Introduction

With the current technologies, it is possible to make use of the vast possibilities of digital data processing techniques, such as machine learning approaches, to address long standing scientific questions formulated within the humanistic sciences. These questions include investigations of the linguistic interactions of the world, which have led to a rich variety of the world’s languages and their typological relationships. These questions of course are vastly complex, as is the linguistic data needed to study typology. On the other hand, machine learning approaches are able to handle large amounts of linguistic data. This makes language typology a fruitful opportunity to aim to combine the technological advances of machine learning and the longstanding research questions of humanities. 

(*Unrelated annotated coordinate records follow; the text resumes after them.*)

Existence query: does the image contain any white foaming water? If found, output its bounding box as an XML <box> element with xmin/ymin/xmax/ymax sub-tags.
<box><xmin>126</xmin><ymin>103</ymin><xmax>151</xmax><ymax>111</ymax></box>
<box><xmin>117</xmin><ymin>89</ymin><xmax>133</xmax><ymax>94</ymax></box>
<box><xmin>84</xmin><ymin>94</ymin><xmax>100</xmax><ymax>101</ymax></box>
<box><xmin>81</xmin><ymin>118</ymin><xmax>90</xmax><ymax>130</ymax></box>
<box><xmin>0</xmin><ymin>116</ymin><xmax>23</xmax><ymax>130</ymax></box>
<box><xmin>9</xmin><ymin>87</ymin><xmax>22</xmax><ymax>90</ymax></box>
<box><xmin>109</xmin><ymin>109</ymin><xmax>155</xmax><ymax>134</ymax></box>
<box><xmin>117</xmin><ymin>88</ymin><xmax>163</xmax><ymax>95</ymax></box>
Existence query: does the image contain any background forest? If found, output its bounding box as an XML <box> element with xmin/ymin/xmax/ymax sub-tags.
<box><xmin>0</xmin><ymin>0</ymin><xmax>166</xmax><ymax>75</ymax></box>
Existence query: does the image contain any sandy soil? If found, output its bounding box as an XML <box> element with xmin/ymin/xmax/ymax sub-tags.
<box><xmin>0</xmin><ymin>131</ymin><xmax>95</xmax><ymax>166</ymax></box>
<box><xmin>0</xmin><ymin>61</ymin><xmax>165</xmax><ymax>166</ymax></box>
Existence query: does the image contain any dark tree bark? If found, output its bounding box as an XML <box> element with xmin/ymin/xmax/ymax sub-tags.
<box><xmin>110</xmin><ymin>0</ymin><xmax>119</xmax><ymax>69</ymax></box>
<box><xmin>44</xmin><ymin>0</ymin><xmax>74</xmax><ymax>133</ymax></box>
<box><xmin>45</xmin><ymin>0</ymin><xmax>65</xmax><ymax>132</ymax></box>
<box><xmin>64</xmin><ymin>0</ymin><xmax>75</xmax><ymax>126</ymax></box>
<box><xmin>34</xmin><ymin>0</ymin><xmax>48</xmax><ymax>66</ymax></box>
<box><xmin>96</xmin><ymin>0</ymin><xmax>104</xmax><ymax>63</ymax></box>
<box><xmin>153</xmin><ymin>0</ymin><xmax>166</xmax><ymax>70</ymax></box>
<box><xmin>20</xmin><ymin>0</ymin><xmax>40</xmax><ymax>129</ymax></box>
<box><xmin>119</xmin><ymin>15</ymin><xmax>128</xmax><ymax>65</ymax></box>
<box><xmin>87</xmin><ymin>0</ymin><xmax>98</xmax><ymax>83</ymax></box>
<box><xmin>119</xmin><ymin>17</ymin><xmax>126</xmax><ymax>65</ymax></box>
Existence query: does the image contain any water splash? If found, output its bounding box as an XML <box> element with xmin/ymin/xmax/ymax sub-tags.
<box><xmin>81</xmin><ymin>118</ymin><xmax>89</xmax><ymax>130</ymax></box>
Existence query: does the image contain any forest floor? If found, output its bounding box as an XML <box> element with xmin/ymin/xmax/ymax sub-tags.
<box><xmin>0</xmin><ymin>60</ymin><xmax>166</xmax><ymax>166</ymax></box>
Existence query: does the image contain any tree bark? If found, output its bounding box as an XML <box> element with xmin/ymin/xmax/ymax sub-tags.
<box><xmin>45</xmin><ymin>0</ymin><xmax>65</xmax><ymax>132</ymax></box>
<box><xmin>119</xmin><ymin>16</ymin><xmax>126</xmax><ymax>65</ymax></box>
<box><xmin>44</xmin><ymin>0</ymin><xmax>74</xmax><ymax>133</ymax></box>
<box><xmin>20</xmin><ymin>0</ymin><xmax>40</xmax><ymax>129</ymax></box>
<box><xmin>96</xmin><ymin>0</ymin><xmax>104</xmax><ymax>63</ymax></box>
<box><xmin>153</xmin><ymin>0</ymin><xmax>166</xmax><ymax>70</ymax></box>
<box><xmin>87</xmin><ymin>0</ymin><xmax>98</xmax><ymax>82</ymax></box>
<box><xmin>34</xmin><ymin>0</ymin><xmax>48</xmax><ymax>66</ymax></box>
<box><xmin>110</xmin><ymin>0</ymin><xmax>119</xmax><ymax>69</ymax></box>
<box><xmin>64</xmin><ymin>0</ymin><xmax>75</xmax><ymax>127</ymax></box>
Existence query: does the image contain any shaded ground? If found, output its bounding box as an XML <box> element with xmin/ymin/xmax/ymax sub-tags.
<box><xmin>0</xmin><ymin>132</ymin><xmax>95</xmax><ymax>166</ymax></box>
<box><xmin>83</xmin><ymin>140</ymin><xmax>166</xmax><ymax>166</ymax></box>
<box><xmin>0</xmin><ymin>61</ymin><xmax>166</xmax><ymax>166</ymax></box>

Traditionally, technology and humanities have maintained a separateness in both methodology and questions that are of interest, and only in recent decades, the aforementioned recognition of how they can be useful to one another has come to light. To bring these two, technology and humanities, together has not been a simple task. The disparage itself already stems from the current educational structure of humanities and technology not interacting in a meaningful way, and the students of humanities not being familiar enough with the possibilities current technological advances can offer for their research, and vice versa, technology students not being familiar with the diversity of possible questions they could apply for instance machine learning techniques to. 

We started this project with an idea to bridge this gap. This project involves teams and specialists from two institutions who work as academic collaborators, Indian Institute of Technology in Guwahati (IITG), India, and the University of Helsinki (UH) in Finland. Both of the collaborators conduct active research in prosodic language typology and in application of machine learning techniques for typological research. Both are also actively involved in preparing new courses and in supervision of Master and PhD students in the domain of digital language typology.